Heh, took me a while to understand the significance of 65404. Anyway, like I said, what I would do is pick, at random, one of the winning deterministic strategies (the axiom of choice proves that these exist, while staying mum on the matter of their English-definability). Then, I’ll grab a whole shitload of pebbles and show everyone the strategy without saying a word. (No one’s tying my hands and forcing me to communicate using only short bursts of English).
I don’t mean to say that it’s not also interesting to investigate questions like “What could the prisoners do if they were restricted to ‘finitely-definable’ deterministic strategies?” or “What could they do if they could only communicate ‘finitely-definable’ quantities?”. Indeed, it’s even interesting to investigate questions like “What could the prisoners do if they couldn’t act on the entire infinitude of labels in front of them at once, but, instead, had to each act, in the end, on only finitely much information?”.
And your instinct that the infinitely many arbitrary many choices being made can’t be handled by any finite rule is a good one, in the sense that it’s actually provable that, in the usual formal language of set theory, no finite term defines such a thing.

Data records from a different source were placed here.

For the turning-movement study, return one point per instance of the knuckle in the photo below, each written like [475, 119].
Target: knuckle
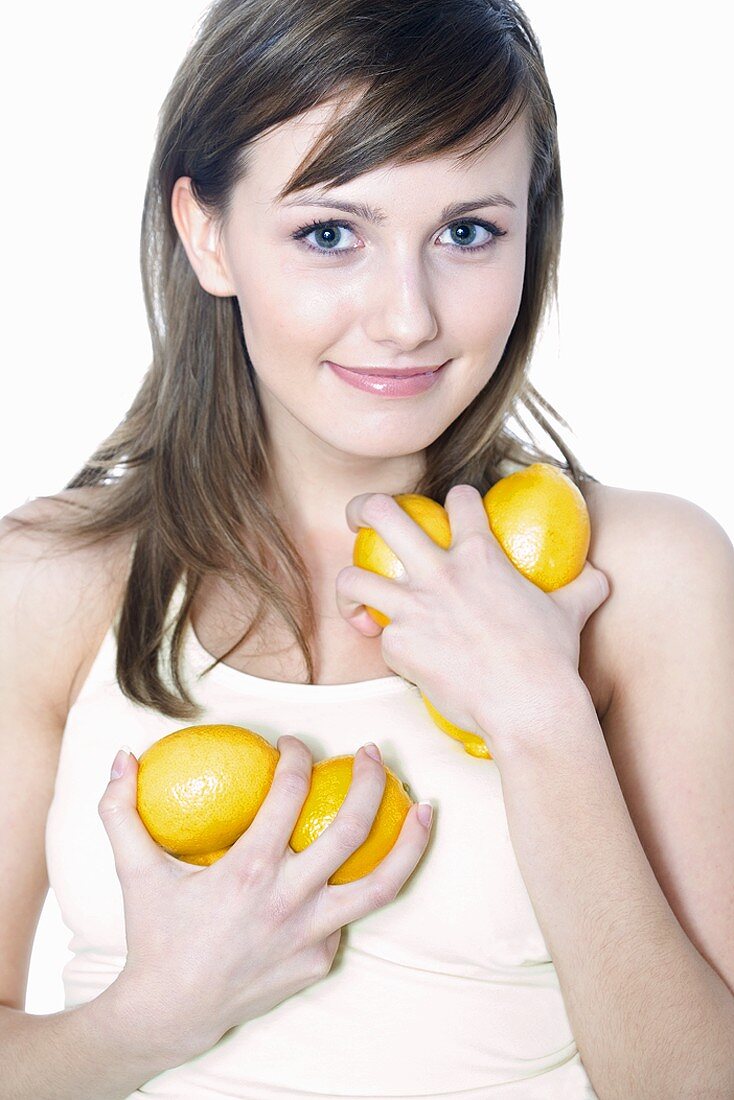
[294, 782]
[254, 870]
[352, 828]
[278, 906]
[379, 506]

Indeed, even if terms carrying out countable infinities of choices were present, this would still be true. So, in many ways, your instincts were accurate.
But I also think it’s interesting how, in the “These prisoners can manipulate infinities like silly putty” formulation, the game is winnable. I hope you can appreciate that, on this not-unreasonable reading of the problem, the solution I’ve outlined works out fine.
Accidentally elided words reinstated in bold.